Re: [Corpora-List] Looking for linguistic principles

From: Stefan Bordag (sbordag@informatik.uni-leipzig.de)
Date: Sat Oct 15 2005 - 10:59:13 MET DST

  • Next message: Sabrus Saghrus: "[Corpora-List] VERY URGENT"

    Dear Rob,

    > > Perhaps it was precisely the lack of these materials [large corpora,
    > > availability of machines] which made the structuralist programme
    > > infeasible during the 1950s, rather than some fundamental theoretical
    > > flaw.
    >
    > "Perhaps", but what was the "theoretical flaw"?

    As I wrote, the criticism was probably not even directed against the
    'distributional' or structuralist programme at all, but instead at the
    behaviorism. But then again, I unfortunately have not read enough about
    phonology to make literate comments on that part of the debate that went
    on there. I am still digesting John Goldsmiths answer. ;-)
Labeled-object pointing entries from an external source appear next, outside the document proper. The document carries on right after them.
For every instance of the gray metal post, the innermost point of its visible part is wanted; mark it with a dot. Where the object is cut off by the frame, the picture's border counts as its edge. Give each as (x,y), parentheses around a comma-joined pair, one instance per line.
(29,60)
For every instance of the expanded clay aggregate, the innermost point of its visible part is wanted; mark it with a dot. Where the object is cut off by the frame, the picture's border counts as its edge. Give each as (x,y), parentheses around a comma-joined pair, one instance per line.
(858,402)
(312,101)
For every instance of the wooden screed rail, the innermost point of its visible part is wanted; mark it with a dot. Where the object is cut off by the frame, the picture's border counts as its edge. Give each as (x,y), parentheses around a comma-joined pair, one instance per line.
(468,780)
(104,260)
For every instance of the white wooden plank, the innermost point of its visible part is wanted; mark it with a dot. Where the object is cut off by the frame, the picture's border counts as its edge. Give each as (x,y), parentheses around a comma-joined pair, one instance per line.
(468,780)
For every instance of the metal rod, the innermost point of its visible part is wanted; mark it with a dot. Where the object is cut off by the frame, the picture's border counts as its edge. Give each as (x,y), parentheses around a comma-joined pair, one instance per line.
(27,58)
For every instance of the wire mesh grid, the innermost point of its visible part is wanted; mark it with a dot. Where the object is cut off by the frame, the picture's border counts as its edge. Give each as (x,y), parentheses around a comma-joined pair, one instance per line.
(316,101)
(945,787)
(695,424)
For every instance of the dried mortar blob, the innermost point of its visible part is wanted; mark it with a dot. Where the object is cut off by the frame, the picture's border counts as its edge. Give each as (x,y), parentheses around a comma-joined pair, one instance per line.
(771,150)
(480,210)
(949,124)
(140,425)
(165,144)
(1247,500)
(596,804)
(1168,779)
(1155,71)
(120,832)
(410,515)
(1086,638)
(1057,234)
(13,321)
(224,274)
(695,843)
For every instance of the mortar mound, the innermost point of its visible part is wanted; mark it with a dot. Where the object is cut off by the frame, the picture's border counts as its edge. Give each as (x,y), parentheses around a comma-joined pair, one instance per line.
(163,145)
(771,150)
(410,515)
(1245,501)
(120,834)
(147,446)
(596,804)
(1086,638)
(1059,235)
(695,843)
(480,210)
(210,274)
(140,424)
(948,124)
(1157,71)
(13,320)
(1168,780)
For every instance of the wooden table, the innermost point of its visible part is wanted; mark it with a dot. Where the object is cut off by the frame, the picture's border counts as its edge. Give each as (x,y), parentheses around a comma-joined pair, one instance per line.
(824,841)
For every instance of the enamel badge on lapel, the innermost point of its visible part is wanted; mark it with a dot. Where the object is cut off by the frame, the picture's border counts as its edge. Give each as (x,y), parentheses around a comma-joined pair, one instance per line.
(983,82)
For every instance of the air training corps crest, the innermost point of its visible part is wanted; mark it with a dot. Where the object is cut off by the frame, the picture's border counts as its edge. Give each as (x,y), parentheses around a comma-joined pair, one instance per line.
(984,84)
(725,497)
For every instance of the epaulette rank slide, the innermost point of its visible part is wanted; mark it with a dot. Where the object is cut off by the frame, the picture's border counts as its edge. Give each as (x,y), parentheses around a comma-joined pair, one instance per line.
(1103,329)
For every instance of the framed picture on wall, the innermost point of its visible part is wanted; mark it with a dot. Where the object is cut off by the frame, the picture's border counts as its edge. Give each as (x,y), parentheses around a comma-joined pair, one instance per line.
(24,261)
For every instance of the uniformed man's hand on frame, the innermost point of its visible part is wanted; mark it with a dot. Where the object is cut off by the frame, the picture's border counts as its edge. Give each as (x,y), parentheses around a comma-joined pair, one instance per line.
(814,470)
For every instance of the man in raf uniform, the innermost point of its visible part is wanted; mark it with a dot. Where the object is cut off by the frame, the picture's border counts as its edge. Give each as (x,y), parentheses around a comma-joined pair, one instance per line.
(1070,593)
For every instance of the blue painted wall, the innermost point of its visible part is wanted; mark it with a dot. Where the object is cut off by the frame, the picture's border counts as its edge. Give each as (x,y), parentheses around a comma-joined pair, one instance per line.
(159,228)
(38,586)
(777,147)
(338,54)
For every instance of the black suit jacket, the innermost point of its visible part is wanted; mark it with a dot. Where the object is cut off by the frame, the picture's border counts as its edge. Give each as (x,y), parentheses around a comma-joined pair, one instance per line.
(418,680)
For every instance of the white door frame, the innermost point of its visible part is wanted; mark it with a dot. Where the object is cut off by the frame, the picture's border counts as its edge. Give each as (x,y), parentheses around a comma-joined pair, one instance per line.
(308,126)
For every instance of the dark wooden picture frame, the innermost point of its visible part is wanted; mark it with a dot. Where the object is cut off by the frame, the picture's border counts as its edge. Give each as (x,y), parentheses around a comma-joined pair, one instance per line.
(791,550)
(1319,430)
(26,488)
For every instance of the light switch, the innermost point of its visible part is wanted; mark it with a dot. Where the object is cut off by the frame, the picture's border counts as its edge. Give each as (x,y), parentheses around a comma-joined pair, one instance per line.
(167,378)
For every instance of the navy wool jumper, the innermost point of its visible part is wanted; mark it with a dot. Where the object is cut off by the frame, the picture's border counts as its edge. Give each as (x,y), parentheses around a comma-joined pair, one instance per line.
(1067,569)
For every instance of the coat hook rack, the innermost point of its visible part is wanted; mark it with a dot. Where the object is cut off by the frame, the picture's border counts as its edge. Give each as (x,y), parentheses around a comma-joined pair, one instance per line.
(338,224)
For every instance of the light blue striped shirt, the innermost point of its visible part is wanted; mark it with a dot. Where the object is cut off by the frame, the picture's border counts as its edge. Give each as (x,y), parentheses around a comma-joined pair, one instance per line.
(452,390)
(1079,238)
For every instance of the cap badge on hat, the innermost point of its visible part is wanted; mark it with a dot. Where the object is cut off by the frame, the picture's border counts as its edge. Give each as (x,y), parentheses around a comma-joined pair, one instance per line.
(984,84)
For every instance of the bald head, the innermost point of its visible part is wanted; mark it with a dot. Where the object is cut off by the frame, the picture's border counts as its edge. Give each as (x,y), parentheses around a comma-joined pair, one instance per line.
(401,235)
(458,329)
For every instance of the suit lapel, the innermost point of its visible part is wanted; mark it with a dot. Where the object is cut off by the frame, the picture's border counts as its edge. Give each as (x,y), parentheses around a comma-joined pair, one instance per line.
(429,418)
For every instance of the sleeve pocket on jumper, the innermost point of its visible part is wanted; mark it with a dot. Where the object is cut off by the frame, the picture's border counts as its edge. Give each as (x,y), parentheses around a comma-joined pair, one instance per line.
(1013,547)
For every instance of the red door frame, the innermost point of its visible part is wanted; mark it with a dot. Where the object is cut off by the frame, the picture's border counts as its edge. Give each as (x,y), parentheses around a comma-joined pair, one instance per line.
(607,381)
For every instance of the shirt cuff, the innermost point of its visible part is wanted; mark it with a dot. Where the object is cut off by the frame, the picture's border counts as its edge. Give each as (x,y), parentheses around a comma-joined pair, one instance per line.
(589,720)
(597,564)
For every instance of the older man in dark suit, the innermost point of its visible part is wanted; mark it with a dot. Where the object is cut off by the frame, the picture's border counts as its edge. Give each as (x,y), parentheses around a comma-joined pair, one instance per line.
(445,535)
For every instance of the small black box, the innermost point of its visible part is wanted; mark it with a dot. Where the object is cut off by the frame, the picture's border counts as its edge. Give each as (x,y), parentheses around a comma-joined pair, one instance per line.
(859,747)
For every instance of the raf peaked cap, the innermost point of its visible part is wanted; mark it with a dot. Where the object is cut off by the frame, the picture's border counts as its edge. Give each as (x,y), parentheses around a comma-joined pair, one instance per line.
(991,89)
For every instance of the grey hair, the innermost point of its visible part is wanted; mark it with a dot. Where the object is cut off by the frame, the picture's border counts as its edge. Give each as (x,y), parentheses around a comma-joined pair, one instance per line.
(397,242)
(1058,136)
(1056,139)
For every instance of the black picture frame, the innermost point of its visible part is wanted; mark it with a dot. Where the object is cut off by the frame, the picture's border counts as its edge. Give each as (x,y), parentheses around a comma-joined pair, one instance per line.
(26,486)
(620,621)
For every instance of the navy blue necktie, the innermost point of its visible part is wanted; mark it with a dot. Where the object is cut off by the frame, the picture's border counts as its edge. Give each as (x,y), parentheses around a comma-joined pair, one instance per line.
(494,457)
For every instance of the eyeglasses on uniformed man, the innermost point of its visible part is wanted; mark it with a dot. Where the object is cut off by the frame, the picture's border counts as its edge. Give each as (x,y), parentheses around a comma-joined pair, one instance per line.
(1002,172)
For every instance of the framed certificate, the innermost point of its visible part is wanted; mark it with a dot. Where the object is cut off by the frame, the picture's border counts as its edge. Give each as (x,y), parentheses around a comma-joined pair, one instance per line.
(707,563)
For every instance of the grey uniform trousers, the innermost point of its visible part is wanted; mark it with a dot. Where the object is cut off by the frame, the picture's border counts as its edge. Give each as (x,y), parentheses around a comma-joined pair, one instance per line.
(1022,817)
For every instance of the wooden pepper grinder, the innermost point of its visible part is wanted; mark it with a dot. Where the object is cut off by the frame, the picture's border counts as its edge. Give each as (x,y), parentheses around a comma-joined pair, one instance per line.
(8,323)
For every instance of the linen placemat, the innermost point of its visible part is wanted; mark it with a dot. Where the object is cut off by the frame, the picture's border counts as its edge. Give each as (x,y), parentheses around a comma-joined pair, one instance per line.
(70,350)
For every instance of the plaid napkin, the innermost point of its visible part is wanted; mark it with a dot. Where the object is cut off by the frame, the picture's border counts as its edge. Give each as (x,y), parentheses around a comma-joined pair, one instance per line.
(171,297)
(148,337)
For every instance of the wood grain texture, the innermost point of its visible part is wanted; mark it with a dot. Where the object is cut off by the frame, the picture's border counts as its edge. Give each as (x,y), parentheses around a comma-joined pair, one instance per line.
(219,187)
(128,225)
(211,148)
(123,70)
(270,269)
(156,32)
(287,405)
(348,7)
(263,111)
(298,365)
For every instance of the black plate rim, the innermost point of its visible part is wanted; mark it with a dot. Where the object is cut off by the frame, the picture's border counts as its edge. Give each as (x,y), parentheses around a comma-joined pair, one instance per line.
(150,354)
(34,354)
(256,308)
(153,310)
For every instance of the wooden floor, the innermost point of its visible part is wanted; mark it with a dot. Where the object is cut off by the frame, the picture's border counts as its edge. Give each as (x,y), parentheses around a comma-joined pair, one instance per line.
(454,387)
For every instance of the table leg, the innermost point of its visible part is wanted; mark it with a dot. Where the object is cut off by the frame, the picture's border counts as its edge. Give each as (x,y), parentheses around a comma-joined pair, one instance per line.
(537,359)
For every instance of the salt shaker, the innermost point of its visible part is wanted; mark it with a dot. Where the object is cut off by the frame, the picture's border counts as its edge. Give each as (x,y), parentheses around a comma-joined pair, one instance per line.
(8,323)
    > > And I might add a little further up in the same section of Finchs
    > > dissertation:
    > >
    > > This [structuralist] paradigm was criticised by Chomsky (57) for
    > > failing to properly dissociate the definition of what structure
    > > existed in natural language from the procedures which allowed that
    > > structure to be found
    >
    > This may be it, though I'm not clear exactly what Finch means by
    "failing
    > to ... dissociate the ... structure ... from the procedures..." Does he
    mean
    > Chomsky observed different procedures resulted in different structures?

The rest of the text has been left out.